第25話 疑心暗鬼はやめましょう

――――――


「アクシズ狂団のナンバー2……既に次期最高司祭の座が決まってる大物が何でこんなところに居やがる。てめえらの本拠地はベルゼルグの国だろうが」


 最大限の警戒をして。後ろにベルディアを庇いながら――実際はベルディアが隠れてるだけだが――ハンスは乱入者に問う。


「おや、私の事をご存知でしたか。魔王軍幹部……その中でも高い賞金を懸けられているあなたに知られているのは光栄ですね」


 言葉とは裏腹に、少しも目が笑っていない様子で乱入者であるゼスタは答える。


(……俺らの正体はバレてるか。めんどくせえな)


 ドラゴンに倒された魔王軍の残骸やベルディアの姿を見れば、ハンス含め彼らの正体は想像ができる。ハンス自身、ラインにすぐバレるようにと軍の編成をしていたのもあって、面倒であると同時に仕方ないとも思っていた。

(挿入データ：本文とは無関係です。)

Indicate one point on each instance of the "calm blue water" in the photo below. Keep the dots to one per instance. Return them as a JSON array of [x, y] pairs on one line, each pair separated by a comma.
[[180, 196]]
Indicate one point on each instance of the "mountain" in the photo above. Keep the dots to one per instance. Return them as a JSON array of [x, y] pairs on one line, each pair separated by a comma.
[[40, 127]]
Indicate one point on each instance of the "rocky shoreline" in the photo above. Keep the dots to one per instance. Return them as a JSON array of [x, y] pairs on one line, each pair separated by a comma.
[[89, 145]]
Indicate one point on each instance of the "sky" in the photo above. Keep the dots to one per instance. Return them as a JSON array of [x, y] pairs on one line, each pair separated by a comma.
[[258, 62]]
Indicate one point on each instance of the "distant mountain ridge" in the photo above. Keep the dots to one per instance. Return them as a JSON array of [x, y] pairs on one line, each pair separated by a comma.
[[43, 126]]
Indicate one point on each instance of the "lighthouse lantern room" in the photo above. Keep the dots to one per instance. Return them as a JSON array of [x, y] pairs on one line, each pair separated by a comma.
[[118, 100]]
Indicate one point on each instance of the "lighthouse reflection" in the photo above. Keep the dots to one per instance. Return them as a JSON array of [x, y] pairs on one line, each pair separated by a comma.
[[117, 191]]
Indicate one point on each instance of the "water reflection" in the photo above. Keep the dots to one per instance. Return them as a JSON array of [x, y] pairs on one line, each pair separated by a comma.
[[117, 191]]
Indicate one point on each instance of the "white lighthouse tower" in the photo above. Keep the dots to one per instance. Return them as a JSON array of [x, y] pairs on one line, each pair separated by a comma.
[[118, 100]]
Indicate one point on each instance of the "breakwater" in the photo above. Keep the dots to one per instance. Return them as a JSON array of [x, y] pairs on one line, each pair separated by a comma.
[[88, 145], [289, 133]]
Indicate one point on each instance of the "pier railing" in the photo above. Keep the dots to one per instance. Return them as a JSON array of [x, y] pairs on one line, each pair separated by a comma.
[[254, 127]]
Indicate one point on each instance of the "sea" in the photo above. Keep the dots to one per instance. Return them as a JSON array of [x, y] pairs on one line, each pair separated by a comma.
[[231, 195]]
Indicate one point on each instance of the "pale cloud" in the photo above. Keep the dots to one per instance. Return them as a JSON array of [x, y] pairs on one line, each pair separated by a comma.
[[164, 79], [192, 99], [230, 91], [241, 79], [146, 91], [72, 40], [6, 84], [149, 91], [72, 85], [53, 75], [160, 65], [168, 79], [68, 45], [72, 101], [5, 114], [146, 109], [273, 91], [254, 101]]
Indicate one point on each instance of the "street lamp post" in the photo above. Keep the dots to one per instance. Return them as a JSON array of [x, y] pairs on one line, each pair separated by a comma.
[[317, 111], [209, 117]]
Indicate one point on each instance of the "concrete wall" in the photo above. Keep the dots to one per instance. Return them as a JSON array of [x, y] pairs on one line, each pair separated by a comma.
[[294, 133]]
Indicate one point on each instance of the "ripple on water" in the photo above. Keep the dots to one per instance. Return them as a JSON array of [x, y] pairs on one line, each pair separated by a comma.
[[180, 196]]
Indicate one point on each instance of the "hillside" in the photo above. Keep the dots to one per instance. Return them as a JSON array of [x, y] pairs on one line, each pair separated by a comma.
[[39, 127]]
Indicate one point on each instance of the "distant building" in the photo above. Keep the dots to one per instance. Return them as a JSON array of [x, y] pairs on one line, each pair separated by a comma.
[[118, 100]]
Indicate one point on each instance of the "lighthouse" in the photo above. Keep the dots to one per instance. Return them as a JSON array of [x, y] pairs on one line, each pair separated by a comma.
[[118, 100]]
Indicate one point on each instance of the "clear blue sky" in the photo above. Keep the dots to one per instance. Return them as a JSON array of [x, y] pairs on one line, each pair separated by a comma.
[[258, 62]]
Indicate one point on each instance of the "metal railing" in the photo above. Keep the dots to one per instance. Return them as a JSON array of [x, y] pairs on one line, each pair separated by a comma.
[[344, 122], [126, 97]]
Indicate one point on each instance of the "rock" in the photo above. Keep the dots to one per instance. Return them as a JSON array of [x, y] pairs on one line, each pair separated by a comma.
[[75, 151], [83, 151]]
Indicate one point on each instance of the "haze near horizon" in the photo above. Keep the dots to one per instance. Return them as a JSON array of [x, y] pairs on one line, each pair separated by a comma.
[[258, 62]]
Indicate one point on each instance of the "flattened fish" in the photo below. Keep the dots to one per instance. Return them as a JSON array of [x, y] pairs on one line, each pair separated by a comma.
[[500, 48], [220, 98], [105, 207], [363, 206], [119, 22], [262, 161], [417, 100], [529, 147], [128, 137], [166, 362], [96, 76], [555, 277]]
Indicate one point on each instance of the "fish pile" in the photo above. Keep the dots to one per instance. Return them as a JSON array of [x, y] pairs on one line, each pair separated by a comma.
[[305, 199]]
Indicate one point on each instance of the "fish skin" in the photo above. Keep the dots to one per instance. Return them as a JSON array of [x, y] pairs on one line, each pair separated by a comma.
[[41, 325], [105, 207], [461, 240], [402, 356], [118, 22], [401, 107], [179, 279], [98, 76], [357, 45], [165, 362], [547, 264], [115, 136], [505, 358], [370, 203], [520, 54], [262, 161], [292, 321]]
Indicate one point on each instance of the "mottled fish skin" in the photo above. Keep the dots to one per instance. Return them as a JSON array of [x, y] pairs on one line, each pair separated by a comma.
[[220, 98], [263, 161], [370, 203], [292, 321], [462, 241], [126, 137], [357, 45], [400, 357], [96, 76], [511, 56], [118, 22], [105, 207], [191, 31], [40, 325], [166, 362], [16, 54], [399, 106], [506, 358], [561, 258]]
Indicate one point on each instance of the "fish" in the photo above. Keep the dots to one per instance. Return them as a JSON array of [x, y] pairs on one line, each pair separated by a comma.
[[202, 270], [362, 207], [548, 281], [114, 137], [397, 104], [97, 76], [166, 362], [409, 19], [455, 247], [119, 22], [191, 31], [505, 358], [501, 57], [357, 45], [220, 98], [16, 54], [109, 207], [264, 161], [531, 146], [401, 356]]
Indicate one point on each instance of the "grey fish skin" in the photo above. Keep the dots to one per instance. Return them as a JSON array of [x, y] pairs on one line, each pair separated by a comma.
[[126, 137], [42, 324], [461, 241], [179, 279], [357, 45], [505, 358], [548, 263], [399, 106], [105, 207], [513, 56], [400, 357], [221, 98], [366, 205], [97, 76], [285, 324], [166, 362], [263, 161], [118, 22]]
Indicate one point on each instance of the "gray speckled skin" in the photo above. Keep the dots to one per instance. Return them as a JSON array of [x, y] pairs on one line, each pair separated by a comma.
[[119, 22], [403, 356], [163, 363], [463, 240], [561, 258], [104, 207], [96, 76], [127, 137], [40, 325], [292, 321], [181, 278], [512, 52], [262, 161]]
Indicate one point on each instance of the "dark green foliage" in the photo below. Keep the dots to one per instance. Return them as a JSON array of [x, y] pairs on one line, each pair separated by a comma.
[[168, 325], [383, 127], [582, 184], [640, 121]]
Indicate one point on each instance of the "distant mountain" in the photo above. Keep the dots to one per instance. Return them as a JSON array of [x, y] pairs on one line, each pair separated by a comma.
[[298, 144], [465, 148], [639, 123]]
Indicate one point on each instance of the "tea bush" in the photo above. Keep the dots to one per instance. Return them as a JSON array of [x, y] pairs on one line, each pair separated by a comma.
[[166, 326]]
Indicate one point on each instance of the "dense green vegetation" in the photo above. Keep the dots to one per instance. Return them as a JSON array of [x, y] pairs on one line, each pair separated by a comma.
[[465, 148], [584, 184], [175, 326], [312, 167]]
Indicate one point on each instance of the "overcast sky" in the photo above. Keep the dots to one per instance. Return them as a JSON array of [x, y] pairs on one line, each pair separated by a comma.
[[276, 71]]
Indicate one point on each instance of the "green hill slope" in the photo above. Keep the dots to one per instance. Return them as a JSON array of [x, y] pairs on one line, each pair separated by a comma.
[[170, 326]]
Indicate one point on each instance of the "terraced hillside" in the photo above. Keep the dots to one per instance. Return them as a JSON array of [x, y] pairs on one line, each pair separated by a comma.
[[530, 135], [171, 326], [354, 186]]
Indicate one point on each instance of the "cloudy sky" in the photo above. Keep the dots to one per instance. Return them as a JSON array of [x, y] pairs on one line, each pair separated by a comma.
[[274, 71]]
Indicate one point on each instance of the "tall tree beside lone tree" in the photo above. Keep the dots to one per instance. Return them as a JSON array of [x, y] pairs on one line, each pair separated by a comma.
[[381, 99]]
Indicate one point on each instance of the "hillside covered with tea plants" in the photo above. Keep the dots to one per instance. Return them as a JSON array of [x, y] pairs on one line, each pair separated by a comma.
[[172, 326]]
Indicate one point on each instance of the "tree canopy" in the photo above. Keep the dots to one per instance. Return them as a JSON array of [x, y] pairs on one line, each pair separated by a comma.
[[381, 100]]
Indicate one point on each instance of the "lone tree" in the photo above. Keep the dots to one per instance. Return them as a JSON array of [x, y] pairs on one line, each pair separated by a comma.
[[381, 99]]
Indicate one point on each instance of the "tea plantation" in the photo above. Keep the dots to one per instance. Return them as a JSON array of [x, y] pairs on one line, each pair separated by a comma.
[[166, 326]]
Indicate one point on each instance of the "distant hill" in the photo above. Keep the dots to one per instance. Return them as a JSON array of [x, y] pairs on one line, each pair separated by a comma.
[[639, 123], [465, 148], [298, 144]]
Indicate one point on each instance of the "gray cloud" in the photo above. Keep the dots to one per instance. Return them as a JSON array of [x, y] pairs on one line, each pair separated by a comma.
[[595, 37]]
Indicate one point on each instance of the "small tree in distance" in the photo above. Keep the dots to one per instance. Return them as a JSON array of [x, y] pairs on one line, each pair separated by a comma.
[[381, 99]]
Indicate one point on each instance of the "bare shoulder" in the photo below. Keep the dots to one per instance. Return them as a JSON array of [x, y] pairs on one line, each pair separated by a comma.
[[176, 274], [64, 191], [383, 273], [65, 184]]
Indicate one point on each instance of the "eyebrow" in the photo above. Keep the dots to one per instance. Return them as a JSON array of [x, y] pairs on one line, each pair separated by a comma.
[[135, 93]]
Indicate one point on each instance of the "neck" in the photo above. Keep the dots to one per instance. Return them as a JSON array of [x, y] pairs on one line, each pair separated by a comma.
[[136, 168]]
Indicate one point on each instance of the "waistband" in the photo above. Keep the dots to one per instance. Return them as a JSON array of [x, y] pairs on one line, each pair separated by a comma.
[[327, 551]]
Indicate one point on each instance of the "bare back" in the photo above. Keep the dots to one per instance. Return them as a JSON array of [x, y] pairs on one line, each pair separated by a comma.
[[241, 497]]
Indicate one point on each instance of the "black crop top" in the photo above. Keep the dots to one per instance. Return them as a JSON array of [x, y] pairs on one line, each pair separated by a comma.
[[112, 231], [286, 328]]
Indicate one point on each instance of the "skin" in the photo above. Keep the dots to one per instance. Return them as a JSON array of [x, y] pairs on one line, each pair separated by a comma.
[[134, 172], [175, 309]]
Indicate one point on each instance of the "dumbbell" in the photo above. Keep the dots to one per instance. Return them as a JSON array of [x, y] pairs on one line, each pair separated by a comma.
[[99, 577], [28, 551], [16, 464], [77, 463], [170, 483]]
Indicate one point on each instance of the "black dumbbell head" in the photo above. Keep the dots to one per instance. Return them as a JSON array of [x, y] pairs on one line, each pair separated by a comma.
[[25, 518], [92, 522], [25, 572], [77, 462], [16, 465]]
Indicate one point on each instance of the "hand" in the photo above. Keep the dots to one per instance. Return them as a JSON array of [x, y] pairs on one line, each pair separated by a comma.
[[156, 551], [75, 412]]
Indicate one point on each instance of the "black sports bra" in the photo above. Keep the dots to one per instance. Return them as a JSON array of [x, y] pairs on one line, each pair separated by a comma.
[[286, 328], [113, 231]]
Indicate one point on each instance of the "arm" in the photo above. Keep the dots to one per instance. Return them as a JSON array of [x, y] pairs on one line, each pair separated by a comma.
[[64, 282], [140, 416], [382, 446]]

「なぜ、ここにと言う質問ですが、面白い噂を聞いたのであの国に布教に向かっていたのですよ。その途中で派手に戦っている気配に気づいたまでです」

「ちっ……単なる偶然かよ」


 あの国の切り札である『騎竜隊』や領土が接している紅魔族の邪魔が入る可能性はハンスも考えていた。だからこそベルディアにいつもの神聖魔法耐性特化の鎧ではなく魔法やブレス耐性特化の鎧をつけさせ、邪魔が入っても有利に戦えるように備えていた。だと言うのに実際にきたのは人類最強クラスのプリースト。備えが裏目に出たと言わざるをえない。


「偶然……とは言えないかもしれませんがね。私が聞いた噂を考えれば必然かもしれません。…………まぁ、こうして間に合ったのはアクア様のお導きでしょうが」


 後ろに庇うラインをちらりと見て。ゼスタは敬愛する女神に感謝する。


「間に合った? まさか、そのガキを助ける……いや、助けられるつもりなのか?」


 ゼスタの実力を考えるなら確かに死にかけているものを助けるのは簡単だ。仮に死んだとしても蘇生魔法で生き返すことも可能かもしれない。

 だがそれはハンスの毒に侵されていない時の話だ。毒をどうにかしない限り回復魔法も蘇生魔法もすぐに意味をなくしてしまう。そしてハンスの毒を浄化するのには途方もない労力と時間がかかる。たとえ人類最強のプリーストであろうとも一人でどうしようもない。それこそ女神本人でも来ない限り魔法でどうにかすることは不可能だった。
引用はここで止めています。